平成10年12月18日の最高裁決定は、**「先取特権による物上代位の限界」**について、2つの異なるシチュエーションでルールを明確にした非常に重要な判例です。

あなたの混乱を解消するために、**「何に対して差し押さえようとしたか」**で2つのルールに整理しましょう。


1. 【賃貸借ケース】一般預金への物上代位(原則:×)

大家さんが、家賃を払わない店主(テナント)の**「銀行口座の預金全部」**を差し押さえようとしたケースです。

  • 結論: 認められない。
  • 理由: 預金口座には、店主が備品を使って稼いだ金だけでなく、いろんな金が混ざっています。特定ができないし、認めると大家さんの権利が強すぎて不公平だからです。
  • 整理: 「特定の物(備品)から生まれた金」と「口座の中の金」を同視できない

2. 【請負工事ケース】請負代金への物上代位(原則:×、例外:○)

材料屋さんが、材料代を払わない工務店が施主からもらう**「工事代金」**を差し押さえようとしたケースです。ここがテキストの難しい部分です。

  • 原則(×): 認められない。工事代金には「大工さんの手間賃」が含まれているので、材料そのものの代金とは別物だからです。
  • 例外(○): 認められる。ただし、**「特段の事情」**がある場合に限ります。
  • 「特段の事情」とは:
    • 工事代金のほとんどが「材料代」で占められている。
    • 工事の内容が、ただ「物を置いただけ(または簡単な設置)」である。
  • 整理: その工事代金が、実質的に「材料の転売代金」と同視できるなら、差し押さえても良い。

3. この判例が言いたい「究極のポイント」

裁判所は、**「名前(名目)」よりも「実態(中身)」**を見ています。

「本来のターゲット(備品や材料)が形を変えたものだ」とハッキリ言いきれる場合にしか、横取り(物上代位)はさせないよ。

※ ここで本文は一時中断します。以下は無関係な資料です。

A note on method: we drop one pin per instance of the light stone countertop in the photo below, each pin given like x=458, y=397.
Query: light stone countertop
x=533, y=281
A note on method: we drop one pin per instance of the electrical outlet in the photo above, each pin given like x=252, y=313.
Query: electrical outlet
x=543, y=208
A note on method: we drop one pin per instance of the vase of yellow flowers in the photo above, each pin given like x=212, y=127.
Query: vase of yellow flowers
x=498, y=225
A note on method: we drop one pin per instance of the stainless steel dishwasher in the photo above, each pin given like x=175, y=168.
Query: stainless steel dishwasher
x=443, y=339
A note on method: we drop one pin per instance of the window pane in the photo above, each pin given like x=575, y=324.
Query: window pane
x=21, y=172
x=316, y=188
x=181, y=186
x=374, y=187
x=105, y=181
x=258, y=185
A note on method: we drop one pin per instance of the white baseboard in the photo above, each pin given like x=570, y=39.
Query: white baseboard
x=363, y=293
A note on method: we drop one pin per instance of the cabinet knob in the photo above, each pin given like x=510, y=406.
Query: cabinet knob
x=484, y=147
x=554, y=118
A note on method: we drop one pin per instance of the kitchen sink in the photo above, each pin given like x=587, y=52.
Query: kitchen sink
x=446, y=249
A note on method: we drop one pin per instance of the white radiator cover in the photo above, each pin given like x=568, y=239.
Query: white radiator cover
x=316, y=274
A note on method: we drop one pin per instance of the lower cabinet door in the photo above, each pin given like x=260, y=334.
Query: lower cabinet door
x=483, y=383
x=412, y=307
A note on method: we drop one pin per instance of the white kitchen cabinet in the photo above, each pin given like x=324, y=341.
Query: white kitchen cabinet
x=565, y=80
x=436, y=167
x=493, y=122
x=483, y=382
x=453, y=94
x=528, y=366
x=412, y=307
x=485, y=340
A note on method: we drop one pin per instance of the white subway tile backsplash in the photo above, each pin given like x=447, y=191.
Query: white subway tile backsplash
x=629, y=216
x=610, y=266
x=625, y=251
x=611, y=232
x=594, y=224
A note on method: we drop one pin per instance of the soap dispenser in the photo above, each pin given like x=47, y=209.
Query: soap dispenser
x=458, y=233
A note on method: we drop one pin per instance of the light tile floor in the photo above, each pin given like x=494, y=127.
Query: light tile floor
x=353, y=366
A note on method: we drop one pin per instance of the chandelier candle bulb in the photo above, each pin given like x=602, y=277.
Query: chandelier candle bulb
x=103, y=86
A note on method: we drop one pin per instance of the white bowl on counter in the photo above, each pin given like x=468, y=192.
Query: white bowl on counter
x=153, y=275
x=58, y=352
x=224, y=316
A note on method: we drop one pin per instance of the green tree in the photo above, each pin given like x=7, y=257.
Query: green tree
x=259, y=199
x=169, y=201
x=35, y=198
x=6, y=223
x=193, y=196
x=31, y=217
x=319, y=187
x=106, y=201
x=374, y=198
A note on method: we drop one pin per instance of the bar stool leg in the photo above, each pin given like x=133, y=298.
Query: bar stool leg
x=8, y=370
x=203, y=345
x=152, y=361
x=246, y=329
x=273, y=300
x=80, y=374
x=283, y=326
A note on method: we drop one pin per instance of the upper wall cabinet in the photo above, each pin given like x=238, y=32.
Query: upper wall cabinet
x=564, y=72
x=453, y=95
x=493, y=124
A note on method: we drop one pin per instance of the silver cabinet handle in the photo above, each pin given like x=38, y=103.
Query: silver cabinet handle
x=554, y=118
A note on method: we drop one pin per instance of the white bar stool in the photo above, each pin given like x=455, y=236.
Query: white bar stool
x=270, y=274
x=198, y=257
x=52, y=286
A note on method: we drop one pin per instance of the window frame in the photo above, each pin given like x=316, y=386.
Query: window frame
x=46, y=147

  • 預金口座: 他の金と混ざるから「ハッキリ言いきれない」 → ×
  • 普通の工事: 手間賃が混ざるから「ハッキリ言いきれない」 → ×
  • 超簡単な工事: ほぼ材料代だから「ハッキリ言いきれる」 → ○(特段の事情)

まとめ:暗記用フレーズ

「不動産賃貸の先取特権で預金への物上代位はできない。動産売買の先取特権で請負代金への物上代位は原則できないが、転売代金と同視できる特段の事情があればできる。」